Dailies is a round-up of essential film writing, news bits, and other highlights from across the Internet. If you’d like to submit a piece for consideration, get in touch with us in the comments below or on Twitter at @TheFilmStage.
At RogerEbert, Owen Wilson and Wes Anderson remember L.M. “Kit” Carson:
We met Kit twenty years ago. He and his wife Cynthia Hargrave had come back to Texas to put Kit’s actual, biological son Hunter through school there, and we submitted ourselves to be the adopted ones: hoping to become his latest discoveries. (We weren’t the first. He was a natural guru.) He was the only person we had ever met who actually worked in the movie business, and we had never come across someone who so automatically and instinctively turned any idea or experience or suggestion into a story — a pitch. Sometimes it was only at the end of the story that you realized: this has a purpose. He’s advising us. These are “notes.”
At Observations on Film Art, David Bordwell explores David Fincher‘s Gone Girl:
Detective stories and thrillers are one-off demos of narrative trickery, so studying them can teach us something about how we understand stories. We’ve made a stab at showing this elsewhere on this site (see our codicil). But now comes a flagrant instance of narrative manipulation that has set people talking ever since Gillian Flynn’s novel was published.
That novel and the film she wrote and David Fincher directed throw into relief how popular narratives revise devices from earlier traditions. As narratologists in training, we’re keen as well to understand how the film creates its particular effects. I can’t answer all such questions here, but I offer some thoughts on the film’s storytelling strategies, with notes on how those adapt earlier ones.
At A.V. Club, William Hughes on fake deaths, cheap resurrections, and dealing with real grief:
Five months ago, less than a week after her 24th birthday, my fiancée, Shanna, collapsed. No one knew it at the time, but a blood clot had broken loose from her leg and made its way into her lung. Once it was there, it did a number of things: It put pressure on her heart, dropping her blood pressure. It made it almost impossible for her to breathe. And, despite the best efforts of nurses and paramedics and ambulance drivers and ER doctors and a thousand desperate wishes since, by the time an hour had passed, it had killed her.

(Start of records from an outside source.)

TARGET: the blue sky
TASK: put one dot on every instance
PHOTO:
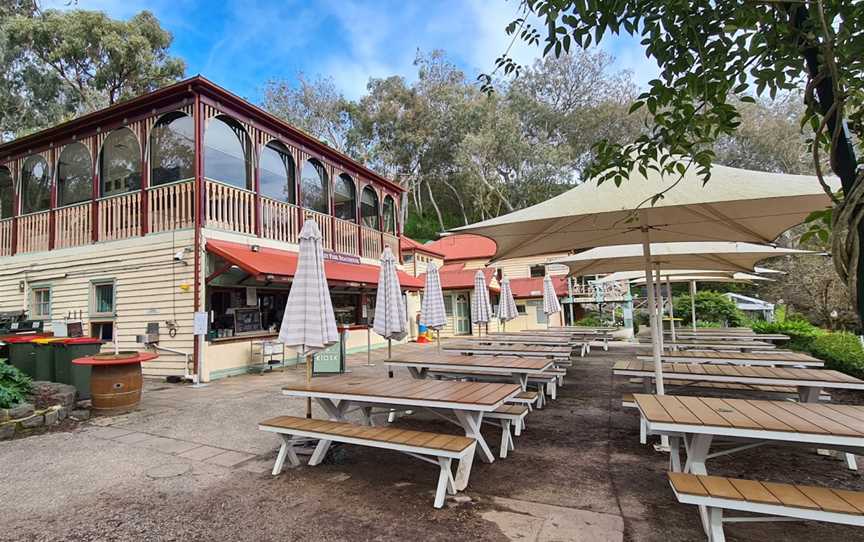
(240, 44)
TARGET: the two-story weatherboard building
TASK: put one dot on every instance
(182, 200)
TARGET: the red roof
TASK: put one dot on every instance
(464, 247)
(533, 287)
(456, 277)
(411, 244)
(279, 265)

Listen to Marcello Mastroianni discuss working with Federico Fellini in a 1963 interview:
In a related post at Criterion, Gary Giddins reflects on the newly issued La dolce vita:
To savor Federico Fellini it may be worthwhile to temporarily spurn him. We come to him in youth, rosily impressionable, hungry for allegory, susceptible to the idea of life as a circus, complete with and even dominated by a freak show. But then we must disown him like a shameful memory: the grandiosity, nostalgia, and hallucinations; the promenade of lanky, bosomy, and Chaplinesque women; the transvestites and gargoyles—so that later we can, with trepidation and longing, confront again the colorful ringmaster from Rimini and his forty-year pilgrimage in cinema, and find that we were right the first time, that Fellini really is an artist for most seasons.